@Blimble: Forget the analogy, what about my other question?
"Are you honestly saying that if the fate of the entire planet was in your hands, and the deciding factor was based on your willingness to throw the death of your enemy's child in their face, you would doom everyone to eternal slavery because that level of taunting is too distasteful?"
@Blimble said:
@Demoskinos: I've been round in circles for this for a while so I can't really be bothered getting into that one again sorry. my basic view is that the child isn't inherently evil as demons in that world can make choices. By not giving it a chance to decide what is right or wrong and killing it because it could be evil one day I view Virgil and Dante by extension of not bringing this up as wrong or showing a decent amount of remorse as evil. And I don't see why killing it was the only path to victory and it still wouldn't make it right
edit:clicked wrong person reply button
Also, since I got this message anyways... Mundus, when next to his portal of power, is invincible. He cannot be touched. The only way to kill him is to pull him away from his portal long enough to close it, which needs both Virgil and Dante. However, Mundus is also very smart and crafty. He isn't going to leave his portal willingly, so what can Dante do? He isn't strong enough to move Mundus by force, so he has to get Mundus angry enough to chase him. Of course that's not an easy thing to do when you're dealing with an uncaring/unfeeling demon. So they found the one thing that Mundus did care about, his unborn child, and capitalized on it.

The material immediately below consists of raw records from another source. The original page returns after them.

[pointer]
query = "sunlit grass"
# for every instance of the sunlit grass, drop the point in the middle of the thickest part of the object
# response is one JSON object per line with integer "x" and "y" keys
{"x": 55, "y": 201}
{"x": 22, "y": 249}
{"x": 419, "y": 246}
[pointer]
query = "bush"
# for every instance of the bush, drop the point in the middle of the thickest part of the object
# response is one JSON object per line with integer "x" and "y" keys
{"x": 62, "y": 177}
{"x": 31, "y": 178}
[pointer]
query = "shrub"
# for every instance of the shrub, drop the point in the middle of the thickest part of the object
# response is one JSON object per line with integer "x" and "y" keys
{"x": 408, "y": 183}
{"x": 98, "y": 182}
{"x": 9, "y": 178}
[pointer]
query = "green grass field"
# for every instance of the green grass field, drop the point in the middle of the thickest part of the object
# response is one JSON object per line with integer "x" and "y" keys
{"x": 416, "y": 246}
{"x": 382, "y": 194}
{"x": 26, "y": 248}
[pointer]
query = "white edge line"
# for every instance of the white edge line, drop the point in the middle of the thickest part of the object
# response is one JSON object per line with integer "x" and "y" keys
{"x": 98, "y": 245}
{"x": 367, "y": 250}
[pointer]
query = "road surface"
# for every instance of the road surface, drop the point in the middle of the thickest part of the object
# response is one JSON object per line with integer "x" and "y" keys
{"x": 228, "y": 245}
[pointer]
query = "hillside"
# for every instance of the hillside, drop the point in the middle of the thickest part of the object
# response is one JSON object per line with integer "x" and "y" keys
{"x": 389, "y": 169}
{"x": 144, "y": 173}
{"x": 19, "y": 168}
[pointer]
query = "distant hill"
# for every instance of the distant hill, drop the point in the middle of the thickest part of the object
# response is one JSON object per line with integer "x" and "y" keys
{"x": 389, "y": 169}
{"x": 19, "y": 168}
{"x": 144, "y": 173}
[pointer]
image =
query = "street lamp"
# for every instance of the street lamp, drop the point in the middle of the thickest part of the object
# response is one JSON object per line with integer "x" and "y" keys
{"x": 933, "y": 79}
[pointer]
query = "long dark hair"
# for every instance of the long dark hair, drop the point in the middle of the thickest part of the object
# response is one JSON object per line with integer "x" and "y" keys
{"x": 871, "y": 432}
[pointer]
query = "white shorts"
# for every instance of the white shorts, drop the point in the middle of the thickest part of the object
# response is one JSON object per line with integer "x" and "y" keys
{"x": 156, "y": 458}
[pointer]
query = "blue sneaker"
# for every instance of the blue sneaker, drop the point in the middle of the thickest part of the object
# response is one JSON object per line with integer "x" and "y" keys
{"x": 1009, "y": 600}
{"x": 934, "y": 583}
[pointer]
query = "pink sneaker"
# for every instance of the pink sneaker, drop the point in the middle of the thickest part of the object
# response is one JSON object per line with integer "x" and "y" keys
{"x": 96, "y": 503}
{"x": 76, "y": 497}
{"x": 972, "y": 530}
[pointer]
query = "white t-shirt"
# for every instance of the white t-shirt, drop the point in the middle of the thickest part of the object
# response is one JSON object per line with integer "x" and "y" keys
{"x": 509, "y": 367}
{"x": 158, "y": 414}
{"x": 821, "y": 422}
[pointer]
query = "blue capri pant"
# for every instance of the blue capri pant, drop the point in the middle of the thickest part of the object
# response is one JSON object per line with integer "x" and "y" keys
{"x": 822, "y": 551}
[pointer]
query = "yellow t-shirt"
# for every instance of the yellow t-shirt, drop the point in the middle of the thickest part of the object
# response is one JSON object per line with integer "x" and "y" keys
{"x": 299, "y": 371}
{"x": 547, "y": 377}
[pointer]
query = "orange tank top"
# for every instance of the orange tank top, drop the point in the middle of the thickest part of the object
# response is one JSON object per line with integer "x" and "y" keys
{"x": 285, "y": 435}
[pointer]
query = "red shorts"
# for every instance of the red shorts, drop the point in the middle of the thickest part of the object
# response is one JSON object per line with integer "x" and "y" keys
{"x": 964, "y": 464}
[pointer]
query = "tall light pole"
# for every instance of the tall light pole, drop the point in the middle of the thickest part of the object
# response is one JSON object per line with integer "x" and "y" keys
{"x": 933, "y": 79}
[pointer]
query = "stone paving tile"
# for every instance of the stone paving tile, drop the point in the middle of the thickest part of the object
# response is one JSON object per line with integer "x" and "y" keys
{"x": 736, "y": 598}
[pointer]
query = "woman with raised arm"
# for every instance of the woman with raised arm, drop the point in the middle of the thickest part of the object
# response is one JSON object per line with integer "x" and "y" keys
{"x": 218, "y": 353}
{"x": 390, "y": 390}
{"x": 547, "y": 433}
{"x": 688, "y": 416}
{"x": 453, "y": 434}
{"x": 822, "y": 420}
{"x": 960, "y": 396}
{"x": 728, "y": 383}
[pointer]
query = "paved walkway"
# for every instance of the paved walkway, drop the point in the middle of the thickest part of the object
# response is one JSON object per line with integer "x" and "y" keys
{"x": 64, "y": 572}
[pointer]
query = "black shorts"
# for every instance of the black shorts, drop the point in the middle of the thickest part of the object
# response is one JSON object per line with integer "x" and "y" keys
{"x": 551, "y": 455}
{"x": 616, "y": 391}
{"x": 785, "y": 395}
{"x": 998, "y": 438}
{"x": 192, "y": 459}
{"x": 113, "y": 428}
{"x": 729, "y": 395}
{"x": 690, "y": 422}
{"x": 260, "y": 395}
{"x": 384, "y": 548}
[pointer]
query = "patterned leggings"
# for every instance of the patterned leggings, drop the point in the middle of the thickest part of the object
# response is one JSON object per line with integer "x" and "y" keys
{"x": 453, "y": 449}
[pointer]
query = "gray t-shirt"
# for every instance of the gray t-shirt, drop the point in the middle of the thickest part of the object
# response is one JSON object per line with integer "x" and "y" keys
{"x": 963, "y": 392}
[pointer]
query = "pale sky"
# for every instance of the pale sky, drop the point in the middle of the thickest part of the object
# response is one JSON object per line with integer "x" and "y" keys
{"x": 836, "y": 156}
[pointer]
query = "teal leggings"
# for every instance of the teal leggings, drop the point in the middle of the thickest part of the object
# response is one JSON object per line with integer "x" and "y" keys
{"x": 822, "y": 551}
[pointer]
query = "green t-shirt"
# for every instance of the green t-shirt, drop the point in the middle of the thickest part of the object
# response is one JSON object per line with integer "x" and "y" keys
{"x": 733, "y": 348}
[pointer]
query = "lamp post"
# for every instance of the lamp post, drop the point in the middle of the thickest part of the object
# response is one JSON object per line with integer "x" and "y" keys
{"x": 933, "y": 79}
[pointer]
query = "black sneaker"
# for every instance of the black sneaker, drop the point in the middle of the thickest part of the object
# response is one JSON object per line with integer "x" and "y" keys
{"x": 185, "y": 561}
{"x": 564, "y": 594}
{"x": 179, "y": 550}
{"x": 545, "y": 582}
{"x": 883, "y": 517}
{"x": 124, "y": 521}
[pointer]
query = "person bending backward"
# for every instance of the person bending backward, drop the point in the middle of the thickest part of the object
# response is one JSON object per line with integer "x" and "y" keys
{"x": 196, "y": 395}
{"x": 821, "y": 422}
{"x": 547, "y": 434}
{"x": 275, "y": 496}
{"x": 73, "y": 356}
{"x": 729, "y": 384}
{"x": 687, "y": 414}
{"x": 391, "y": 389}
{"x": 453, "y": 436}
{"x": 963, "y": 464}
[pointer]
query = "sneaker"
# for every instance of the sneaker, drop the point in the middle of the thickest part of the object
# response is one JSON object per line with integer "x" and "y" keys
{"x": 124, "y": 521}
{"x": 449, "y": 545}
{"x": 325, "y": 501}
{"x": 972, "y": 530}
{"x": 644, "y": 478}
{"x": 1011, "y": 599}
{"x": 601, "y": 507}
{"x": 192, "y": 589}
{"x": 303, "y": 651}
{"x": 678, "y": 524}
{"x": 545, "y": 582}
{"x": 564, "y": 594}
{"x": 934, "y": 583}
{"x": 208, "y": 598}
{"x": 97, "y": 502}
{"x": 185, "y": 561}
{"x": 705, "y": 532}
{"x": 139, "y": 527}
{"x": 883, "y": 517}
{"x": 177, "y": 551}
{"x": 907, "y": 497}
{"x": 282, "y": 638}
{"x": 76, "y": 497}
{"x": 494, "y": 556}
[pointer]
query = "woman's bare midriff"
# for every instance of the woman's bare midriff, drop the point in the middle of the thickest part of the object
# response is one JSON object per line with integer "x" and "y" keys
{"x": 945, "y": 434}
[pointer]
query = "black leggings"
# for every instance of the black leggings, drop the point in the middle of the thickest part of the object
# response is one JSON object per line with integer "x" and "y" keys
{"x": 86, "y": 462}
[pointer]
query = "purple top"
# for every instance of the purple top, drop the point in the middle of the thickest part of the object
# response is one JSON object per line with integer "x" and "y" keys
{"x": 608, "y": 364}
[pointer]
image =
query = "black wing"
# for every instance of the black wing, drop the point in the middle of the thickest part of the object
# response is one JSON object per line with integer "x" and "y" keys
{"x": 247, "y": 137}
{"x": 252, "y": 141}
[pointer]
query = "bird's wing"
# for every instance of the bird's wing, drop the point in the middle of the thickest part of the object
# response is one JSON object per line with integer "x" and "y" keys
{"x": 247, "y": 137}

And remember, Dante didn't even want to use Lilith and the baby to get Mundus at first, even though he knew that it was likely his only shot. He was willing to trade her for Kat instead, hoping they could find another way. Of course Virgil knows this isn't possible and, true to his "end by any means" personality, takes the shot when he has the chance. At that point the world starts exploding so it becomes do or die time. It's go go go time so Dante follows Virgil's plan, as distasteful as it may be. And even then he still tries to do it his way by talking about freedom for humanity, but it's clear that Mundus isn't biting. So he puts on his facade once more and goads him into losing his tempter the only way he knows how.
EDIT: Ok and back to the analogy really quickly because I do have an answer. If the Empire is this big bad place, how do you know these non combats weren't conscripted against their will? Sure the Empire would want the best engineers/doctors/whatever working on their crown jewel so it stands to reason that they'd pull in the best-of-the-best regardless of how willing or unwilling they were.